Hidden Creatures by Dino Martins review – the rebellious world of parasites | Books on science and nature


WChicken Craig Venter, one of the creators of the map of human genes, when he went on a boat to map the DNA in seawater around the world, he found that a teaspoon of seawater contained about 50m viruses. Although this does not sound encouraging, the bad news is mitigated by the fact that most of these are phages that destroy sea bacteria and are not interested in us.

Viruses are pathogens, and like all of their pathogenic counterparts, they can travel freely to living organisms.
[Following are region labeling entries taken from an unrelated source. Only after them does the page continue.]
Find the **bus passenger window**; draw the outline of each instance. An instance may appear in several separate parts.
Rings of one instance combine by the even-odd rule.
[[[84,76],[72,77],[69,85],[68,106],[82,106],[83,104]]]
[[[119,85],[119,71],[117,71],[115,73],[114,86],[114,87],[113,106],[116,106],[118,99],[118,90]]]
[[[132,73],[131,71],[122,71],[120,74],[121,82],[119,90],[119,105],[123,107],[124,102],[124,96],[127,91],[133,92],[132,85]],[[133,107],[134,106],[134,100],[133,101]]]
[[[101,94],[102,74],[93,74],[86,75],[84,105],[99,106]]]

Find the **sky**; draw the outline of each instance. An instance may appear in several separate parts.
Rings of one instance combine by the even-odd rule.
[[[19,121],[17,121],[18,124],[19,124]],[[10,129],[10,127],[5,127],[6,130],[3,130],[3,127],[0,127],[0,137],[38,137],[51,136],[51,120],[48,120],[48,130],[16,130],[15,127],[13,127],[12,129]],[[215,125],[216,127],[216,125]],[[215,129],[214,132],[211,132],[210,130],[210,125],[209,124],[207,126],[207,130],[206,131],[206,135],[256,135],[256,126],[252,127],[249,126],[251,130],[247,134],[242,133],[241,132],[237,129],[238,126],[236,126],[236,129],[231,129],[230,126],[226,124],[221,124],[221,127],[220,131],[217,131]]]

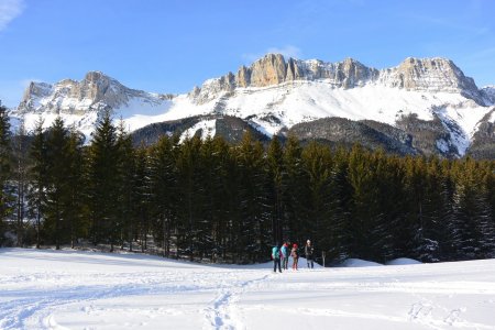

The whole point of multicellular life is to create a comfortable environment for the cells to live in, and evolution has created all kinds of mechanisms that require this comfort and ability to thrive, either outside or sometimes inside the cells themselves. While it is usually not good for this insect to kill its owner and be forced to find a new home, some come dangerously close. Many diseases in the developing world are linked in some way to parasitic diseases.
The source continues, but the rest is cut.